1. TO ELECT AS DIRECTORS ALL TWELVE nominees listed below.

INSTRUCTION:  To withhold authority to vote for any or all nominee(s), strike a
line through the nominee's name(s) in the list below.

            W. Rand Cook                         Lewis R. Reynolds
            L. Edelyn Dawson, Jr                 Charles R. Revere
            F. L. Garrett, III                   Ned Stephenson
            F. Warren Haynie, Jr.                Howard R. Straughan, Jr.
            Eric A. Johnson.                     Leslie E. Taylor
            William L. Lewis                     J. T. Thompson, III


         [ ] FOR                    [ ] AGAINST                  [ ]  ABSTAIN

2. TO RATIFY THE APPOINTMENT BY THE BOARD OF DIRECTORS OF YOUNT, HYDE & BARBOUR,
P.C., independent public accountants, as auditors for the Company for the
ensuing year.

         [ ] FOR                    [ ] AGAINST                  [ ] ABSTAIN

3. To act upon such other matters as may properly come before the meeting or any
adjournment thereof. As of the date of this Proxy, management has no knowledge
of any matters to be presented for consideration at the Annual Meeting other
than those referred to above. If any other matter properly comes before the
Annual Meeting, the persons named in the accompanying proxy intend to vote such
proxy, to the extent entitled, in accordance with their best judgment.

This Proxy, when properly executed, will be voted in the manner directed herein
by the undersigned stockholders. If no direction is made, this proxy will be
voted for proposals 1 and 2.

Please sign exactly as stock is registered. When shares are held by joint
tenants, both should sign. When signing as executor, administrator, trustee, or
guardian, please give full title as such. If a corporation, please sign in full
corporate name by President or other authorized officer. If a partnership,
please sign in partnership name by authorized person.

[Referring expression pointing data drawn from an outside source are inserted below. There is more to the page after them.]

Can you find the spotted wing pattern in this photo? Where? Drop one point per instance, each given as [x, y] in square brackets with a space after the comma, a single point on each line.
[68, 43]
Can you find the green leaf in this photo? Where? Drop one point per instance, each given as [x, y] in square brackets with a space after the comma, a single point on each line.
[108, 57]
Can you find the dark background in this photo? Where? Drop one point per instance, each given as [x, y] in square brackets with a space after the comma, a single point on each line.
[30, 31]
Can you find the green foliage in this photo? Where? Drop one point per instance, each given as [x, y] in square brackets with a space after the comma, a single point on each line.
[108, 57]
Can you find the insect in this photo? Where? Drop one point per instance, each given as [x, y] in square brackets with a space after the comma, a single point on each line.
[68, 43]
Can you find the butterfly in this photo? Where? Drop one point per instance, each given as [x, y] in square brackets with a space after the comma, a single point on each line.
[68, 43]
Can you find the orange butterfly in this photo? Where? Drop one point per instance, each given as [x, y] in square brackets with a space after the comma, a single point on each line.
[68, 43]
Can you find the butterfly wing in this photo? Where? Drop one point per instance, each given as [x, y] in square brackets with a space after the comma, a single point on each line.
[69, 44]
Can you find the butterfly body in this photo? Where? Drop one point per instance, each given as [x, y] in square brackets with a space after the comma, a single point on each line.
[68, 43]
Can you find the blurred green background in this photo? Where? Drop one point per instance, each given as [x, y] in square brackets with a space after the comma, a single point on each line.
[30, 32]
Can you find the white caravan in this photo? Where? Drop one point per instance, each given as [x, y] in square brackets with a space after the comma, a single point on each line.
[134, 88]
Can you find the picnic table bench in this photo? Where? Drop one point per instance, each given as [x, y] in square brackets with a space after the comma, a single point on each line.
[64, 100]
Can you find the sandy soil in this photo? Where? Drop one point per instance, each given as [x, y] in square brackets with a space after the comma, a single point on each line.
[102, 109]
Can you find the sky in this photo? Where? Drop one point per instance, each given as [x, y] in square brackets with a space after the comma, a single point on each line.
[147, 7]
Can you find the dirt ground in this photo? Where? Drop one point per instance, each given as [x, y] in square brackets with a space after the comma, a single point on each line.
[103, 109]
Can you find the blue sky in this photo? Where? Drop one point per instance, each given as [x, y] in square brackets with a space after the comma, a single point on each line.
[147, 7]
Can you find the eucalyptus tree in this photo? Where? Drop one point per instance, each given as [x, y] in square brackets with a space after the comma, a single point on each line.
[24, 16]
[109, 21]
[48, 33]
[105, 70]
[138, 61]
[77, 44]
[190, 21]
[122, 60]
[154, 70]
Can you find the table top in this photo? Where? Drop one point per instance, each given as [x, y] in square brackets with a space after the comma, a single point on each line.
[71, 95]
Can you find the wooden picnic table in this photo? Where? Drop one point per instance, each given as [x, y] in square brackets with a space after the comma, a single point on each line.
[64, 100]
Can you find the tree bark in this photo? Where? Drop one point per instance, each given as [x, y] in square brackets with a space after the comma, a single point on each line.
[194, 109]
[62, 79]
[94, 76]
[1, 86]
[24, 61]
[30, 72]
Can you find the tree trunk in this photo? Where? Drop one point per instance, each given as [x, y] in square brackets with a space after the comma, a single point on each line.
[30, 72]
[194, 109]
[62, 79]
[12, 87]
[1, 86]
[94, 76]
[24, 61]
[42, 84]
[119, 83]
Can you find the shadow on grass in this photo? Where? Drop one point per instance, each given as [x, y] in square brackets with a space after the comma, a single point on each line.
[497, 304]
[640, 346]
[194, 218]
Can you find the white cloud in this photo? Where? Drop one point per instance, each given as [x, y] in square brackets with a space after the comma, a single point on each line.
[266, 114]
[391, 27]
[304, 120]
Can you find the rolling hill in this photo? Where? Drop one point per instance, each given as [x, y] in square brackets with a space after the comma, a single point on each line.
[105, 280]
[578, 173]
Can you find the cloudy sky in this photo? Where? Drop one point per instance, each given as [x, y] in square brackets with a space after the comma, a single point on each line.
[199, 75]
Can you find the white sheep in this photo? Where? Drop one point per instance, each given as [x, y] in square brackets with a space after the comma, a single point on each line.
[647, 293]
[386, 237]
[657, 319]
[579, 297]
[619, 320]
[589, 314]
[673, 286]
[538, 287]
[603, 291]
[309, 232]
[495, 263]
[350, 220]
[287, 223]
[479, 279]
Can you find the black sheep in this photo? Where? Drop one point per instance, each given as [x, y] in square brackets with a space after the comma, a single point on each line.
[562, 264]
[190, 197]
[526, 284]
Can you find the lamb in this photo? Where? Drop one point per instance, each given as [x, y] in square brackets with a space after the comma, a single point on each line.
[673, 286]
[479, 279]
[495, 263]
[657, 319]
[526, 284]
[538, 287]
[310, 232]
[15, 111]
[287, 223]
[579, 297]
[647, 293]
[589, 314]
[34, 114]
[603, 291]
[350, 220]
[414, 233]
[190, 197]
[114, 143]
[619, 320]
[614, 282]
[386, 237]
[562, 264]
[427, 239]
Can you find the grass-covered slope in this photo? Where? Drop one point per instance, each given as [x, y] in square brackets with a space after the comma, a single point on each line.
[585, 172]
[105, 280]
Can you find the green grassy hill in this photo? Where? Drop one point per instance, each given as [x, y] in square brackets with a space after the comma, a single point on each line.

                               --------------------------------------- Signature


                               --------------------------------------- Signature
                               (if held jointly)

                               Date: ------------------------, 2002


PLEASE MARK, SIGN, DATE AND RETURN THE PROXY CARD USING THE ENCLOSED ENVELOPE.